NEW DELHI – At least five people were killed on Thursday when Maoist rebels attacked a police vehicle in India’s eastern state of Chhattisgarh, police said.
The attack using an explosive device took place around noon in the Dantewada district of the poll-bound state when a Central Industrial Security Force convoy was passing by, Gorkhnath Baghel, additional superintendent of police, told EFE.
Four civilians and a security official were killed, he said, adding three more were wounded.
The police officer blamed a Maoist rebel group, also known as Naxalites.
Thursday’s attack comes days before the start of two-phase state elections on Nov. 12 and Nov. 20.
Prime Minister Narendra Modi is to attend an election event in support of his Bharatiya Janata Party in the state, one of the worst hit by leftist violence.
The Naxalite movement, born out of a 1967 revolt in Naxalbari village in West Bengal, seeks to impose a Maoist agrarian revolution in India.

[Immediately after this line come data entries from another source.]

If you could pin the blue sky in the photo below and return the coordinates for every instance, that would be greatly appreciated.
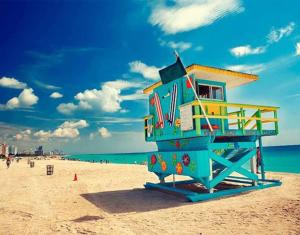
(71, 74)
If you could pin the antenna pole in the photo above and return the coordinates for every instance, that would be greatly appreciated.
(199, 101)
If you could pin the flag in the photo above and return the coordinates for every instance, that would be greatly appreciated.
(172, 72)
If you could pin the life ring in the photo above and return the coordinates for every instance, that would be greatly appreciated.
(214, 127)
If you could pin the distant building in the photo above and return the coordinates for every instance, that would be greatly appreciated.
(4, 150)
(39, 151)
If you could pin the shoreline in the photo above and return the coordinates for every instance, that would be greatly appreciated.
(111, 199)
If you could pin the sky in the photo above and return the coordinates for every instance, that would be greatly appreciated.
(72, 72)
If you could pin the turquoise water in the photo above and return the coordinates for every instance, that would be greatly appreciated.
(276, 158)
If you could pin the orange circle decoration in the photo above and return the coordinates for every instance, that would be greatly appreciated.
(179, 168)
(163, 166)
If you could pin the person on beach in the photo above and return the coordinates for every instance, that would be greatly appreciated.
(8, 161)
(258, 160)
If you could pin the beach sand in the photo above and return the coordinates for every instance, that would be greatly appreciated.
(110, 199)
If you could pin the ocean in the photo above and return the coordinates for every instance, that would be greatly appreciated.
(276, 158)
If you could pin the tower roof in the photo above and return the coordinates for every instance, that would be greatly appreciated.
(231, 78)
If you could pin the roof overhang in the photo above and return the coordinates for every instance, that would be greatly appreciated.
(231, 78)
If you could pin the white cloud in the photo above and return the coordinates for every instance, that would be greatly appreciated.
(12, 83)
(18, 136)
(276, 34)
(247, 50)
(106, 99)
(69, 129)
(25, 99)
(43, 134)
(104, 133)
(65, 133)
(186, 15)
(56, 95)
(23, 135)
(92, 136)
(180, 46)
(252, 69)
(149, 72)
(66, 108)
(79, 124)
(114, 120)
(298, 48)
(199, 48)
(46, 86)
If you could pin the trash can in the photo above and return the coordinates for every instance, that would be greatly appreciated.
(50, 169)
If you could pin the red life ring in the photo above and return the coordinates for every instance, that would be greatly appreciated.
(214, 127)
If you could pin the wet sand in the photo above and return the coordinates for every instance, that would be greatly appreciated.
(110, 199)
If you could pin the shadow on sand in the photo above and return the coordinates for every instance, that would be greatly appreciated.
(134, 200)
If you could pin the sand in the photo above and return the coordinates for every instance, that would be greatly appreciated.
(110, 199)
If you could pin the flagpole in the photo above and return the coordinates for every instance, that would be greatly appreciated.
(199, 101)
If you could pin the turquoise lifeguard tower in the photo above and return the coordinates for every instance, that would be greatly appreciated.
(201, 135)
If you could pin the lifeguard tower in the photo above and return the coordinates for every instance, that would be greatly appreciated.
(200, 135)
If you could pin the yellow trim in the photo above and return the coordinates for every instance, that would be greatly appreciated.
(207, 69)
(250, 106)
(221, 71)
(148, 117)
(241, 118)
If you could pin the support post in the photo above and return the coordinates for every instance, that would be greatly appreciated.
(262, 165)
(211, 190)
(258, 122)
(173, 180)
(242, 120)
(253, 168)
(197, 120)
(276, 122)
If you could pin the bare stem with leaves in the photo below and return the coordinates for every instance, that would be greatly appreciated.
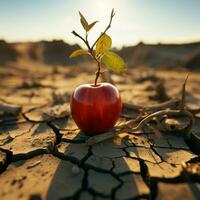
(99, 51)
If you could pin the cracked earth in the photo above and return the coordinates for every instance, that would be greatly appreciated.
(43, 155)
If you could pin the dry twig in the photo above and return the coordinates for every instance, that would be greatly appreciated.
(158, 112)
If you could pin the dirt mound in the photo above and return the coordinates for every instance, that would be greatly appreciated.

The insurgency continues to be active even after half a century of operations, particularly in the “red belt,” a mineral and resources-rich strip that runs through central and eastern India.
A camera operator from India’s public broadcaster Doordarshan and two police officers were killed on Oct. 30 in an attack by the rebels in Dantewada.
The Maoist conflict in India has caused 12,000 deaths, mostly civilians, over the last few decades.
According to South Asia Terrorism Portal, 345 people have been killed, 89 of them civilians, in leftist extremist incidents in India in 2018 as compared to 333, including 110 civilians, in 2017.